These are my notes from a hands-on workshop on using ChatGPT and other AI tools for content creation and business - the practical patterns I actually use, not the hype.
A quick note on dates: this guide started life in July 2023. The tools have moved on enormously since, but the patterns - how to prompt, where AI helps, where to keep a human in the loop - have held up remarkably well.
These tools are the worst they are ever going to be. That's the incredible thing - they only get better from here.
What's inside
Understanding the tools · capabilities & limitations · prompt engineering · content creation · business strategy · tool integrations · advanced techniques · ethics & best practice.
01Understanding ChatGPT and AI tools
ChatGPT is a language model trained on a vast amount of text.

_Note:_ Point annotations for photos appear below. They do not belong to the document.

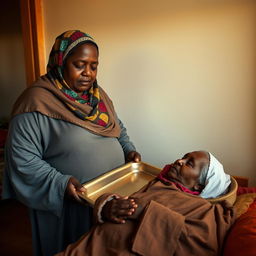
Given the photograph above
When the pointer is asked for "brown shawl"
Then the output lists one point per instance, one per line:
(45, 98)
(173, 223)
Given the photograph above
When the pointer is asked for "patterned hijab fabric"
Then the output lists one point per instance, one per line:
(64, 44)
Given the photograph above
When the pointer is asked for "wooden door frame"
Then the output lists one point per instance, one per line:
(32, 23)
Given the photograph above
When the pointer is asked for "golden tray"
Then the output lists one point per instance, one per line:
(129, 178)
(124, 181)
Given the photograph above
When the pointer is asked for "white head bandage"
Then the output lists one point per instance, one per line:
(215, 180)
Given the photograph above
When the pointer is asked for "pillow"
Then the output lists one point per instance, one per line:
(241, 239)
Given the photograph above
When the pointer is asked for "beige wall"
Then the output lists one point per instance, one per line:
(181, 73)
(12, 65)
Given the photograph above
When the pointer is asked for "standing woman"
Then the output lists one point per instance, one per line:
(64, 131)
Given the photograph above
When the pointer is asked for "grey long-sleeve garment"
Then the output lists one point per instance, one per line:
(42, 153)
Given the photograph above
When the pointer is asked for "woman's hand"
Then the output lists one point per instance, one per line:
(73, 187)
(133, 156)
(119, 209)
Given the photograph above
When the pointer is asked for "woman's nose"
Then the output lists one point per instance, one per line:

It generates human-like text from the prompts you give it, and it's especially useful for content creation, brainstorming and idea generation. The key framing: treat it as an assistant, not a replacement for your expertise. Alongside it I use other tools - image generation, transcription - each for the job it does best.
02Capabilities and limitations
Using it well starts with knowing both sides of the ledger.
Drafting written content, answering questions and explaining, research and summarisation, brainstorming and outlining, analysing text for insight.
A knowledge cutoff, a tendency to "hallucinate" inaccuracies, no real-time information or lived experience, and no memory between conversations.
A friend calls ChatGPT "a very, very fast intern who is very good at their job, but occasionally does acid."
It captures both the efficiency and the need to check the work.
03Effective prompt engineering
Output quality tracks prompt quality - the old "garbage in, garbage out". The patterns that consistently help:
- Be specific and give context - and let it interview you: "Act as a content strategy expert. First, ask me 10 questions about my business, then build the plan."
- Use two-part prompts for iterative work: "Reply in two parts - part one, the updated to-do list; part two, one question to refine it further."
- Specify the output format ("as a table", "as CSV"), assign a role ("act as a sales-page expert"), describe the audience, and name the tone you want.
Then refine. The first answer is a starting point, not the finished article.
04Content creation
The workflow I lean on: ask for an outline, expand specific points, then request multiple title options. The same shape works for social posts ("a 10-slide carousel outline - headline + 2-3 bullets per slide"), email ("15 subject lines under 50 characters"), podcasts ("20 episode ideas with guest suggestions"), and sales pages ("headline, 3-5 benefits, social proof, a strong CTA").
I discard about 95% of what it generates - but that remaining 5% is pure gold. It's a springboard for your own expertise.
05Business strategy
Beyond content, it's a sharp thinking partner: drafting customer-survey questions, building detailed customer personas, walking a SWOT with probing questions per quadrant, outlining a business plan section by section, and brainstorming solutions to a specific challenge ("10 options, conventional to out-of-the-box"). Apply your own judgment to anything that actually matters.
06Integrating ChatGPT with other tools
The real efficiency comes from combinations. Five I use constantly:
Five workflow combos
07Advanced techniques
A few that punch above their weight: two-part prompts for dynamic, conversational refinement; style analysis ("analyse this post's style, then write a new one in it") to keep your voice; simplifying ("explain this as you would to a 15-year-old"); content briefs for writers; and repurposing one post into a thread, an article and a newsletter at once. All of them reward experimentation.
08Ethics and best practice
View these tools as powerful assistants that augment your skills - not replacements for your judgment.